Irgendwo in Deutschland ist ein Atomkraftwerk explodiert, havariert, letztendlich egal. Die atomare Katastrophe ist geschehen. Und der tragische Held der Geschichte, Ambros, befindet sich dort draußen, mitten in der Sperrzone, wo scheinbar Chaos und Rechtlosigkeit herrscht. Er soll dort Strasser, den Anführer der Menschen, die noch in der Zone leben, finden und liquidieren. Nur langsam wird dem Leser klar, dass es sich bei Ambros um einen ehemaligen Elitepolizisten handelt, der auf Befehl der Mächtigen außerhalb handelt.
Aber was nach einem einfachen Einsatz aussieht, entpuppt sich schnell nach der Suche nach sich selbst.
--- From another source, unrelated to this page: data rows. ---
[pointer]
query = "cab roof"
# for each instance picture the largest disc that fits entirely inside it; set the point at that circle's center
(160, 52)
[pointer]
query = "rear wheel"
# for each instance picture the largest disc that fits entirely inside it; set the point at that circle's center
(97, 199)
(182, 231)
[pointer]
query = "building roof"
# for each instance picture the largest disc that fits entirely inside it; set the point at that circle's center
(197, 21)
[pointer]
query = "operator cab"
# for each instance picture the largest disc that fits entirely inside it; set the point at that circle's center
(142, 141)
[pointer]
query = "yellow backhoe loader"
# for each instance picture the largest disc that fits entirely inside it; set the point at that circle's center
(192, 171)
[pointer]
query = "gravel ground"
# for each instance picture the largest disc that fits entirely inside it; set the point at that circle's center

Denn Ambros ist ein Getriebener. Er hat seine Freundin in der atomaren Katastrophe verloren und damit die Liebe seines Lebens, den Sinn seines Lebens. Radioaktiv verseucht treibt er sich in der Zone herum. Scheinbar ziellos, planlos bis er auf eine Frau stößt. Geheimnisvoll und auch suchend. Alles erscheint den Figuren in diesem Buch sinnlos, zwecklos. Und so ist es auch geworden, dieses Leben. Schuld daran, wer weiß es schon? Kommt es in der Situation des GAU überhaupt noch darauf an?
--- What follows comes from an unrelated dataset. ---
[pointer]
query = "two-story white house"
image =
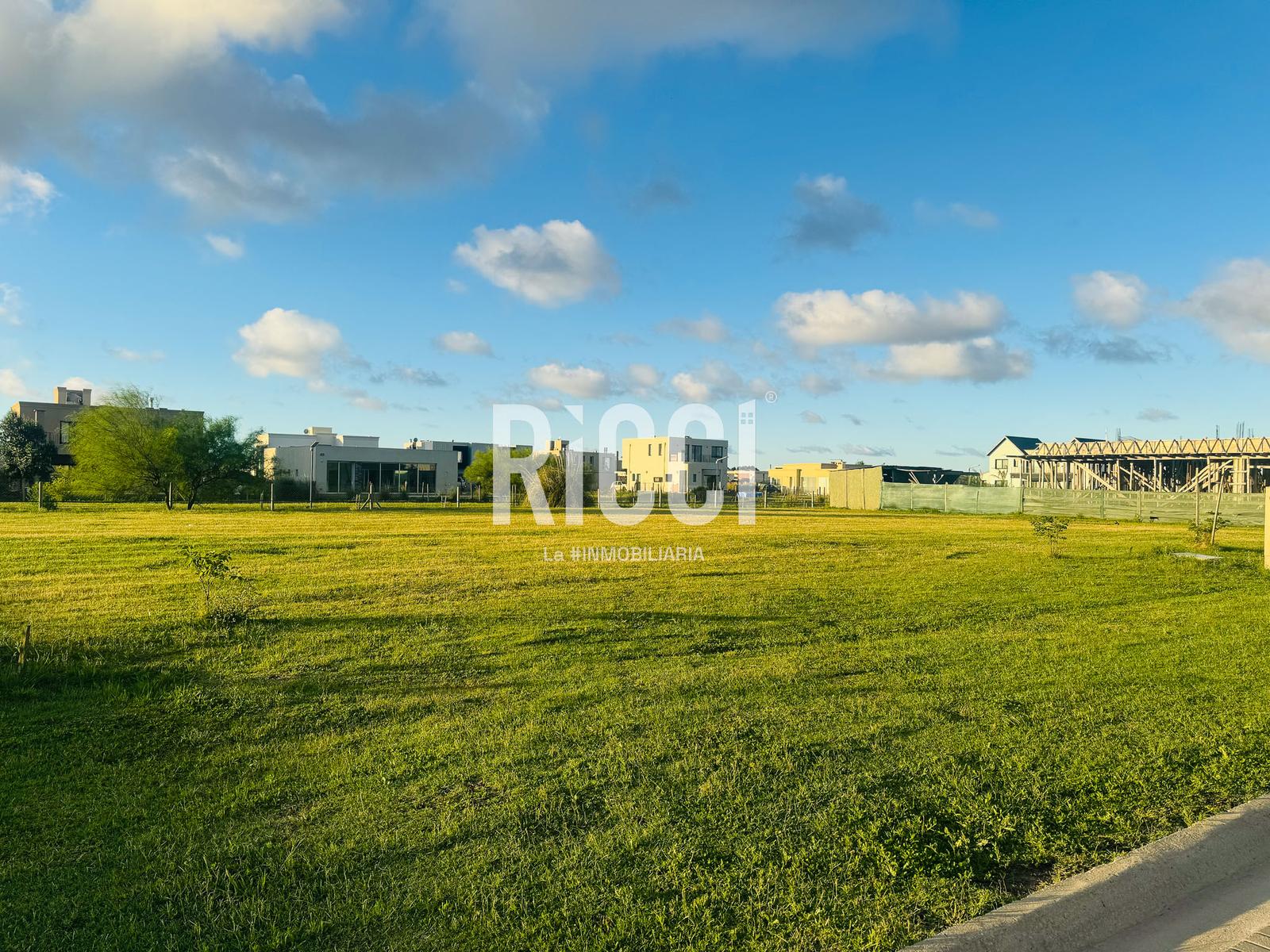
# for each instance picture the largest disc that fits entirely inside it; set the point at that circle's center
(1006, 461)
André Pilz gibt direkt darauf keine Antwort. Zum Glück auch, denn angesichts der atomaren Katastrophe verschwinden diese Fragen. Das tägliche Überleben wird zum Lebensinhalt. Schaffung, soweit überhaupt noch möglich, von Strukturen. Alles und alle nur davon getrieben, den Augenblick, den nächsten Morgen zu erleben. In dieser Stimmung verschwinden dann auch die täglichen Malereien von schwarz und weiß. Wenn dann Pilz beschreibt, wie ein Staat als Gebilde versucht, ja verzweifelt, seine Souveränität zu bewahren, dann merkt der Leser schnell, dass die Grenzen verschwimmen. Ist es wirklich der Staat, der seine Bürger schützt? Er hat sie nicht vor dem GAU geschützt, in der letzten Konsequenz wendet er sich eigentlich nun auch gegen sie. Die staatliche Gewalt muss aufrecht erhalten werden. Und in diesem Augenblick stellt der Leser fest, dass die angeblichen Bösen nicht die sind, zu die sie der Staat machen will. Gut und böse lösen sich auf. Hoffnung besteht weder für die eine noch die andere Seite.
Und ich glaube, das will Pilz auch gar nicht. Wenn überhaupt etwas Hoffnung da ist, dann ist ein zartes Pflänzchen Liebe. Aber ob es bleibt?
Was bleibt ist ein wildes, raues, sprachlich teilweise unkorrektes Buch. Man liest die Wut, mit der André Pilz geschrieben unter dem Eindruck Katastrophe von Fukushima. Gut, dass er so geschrieben hat, glatte Literatur gibt es genug!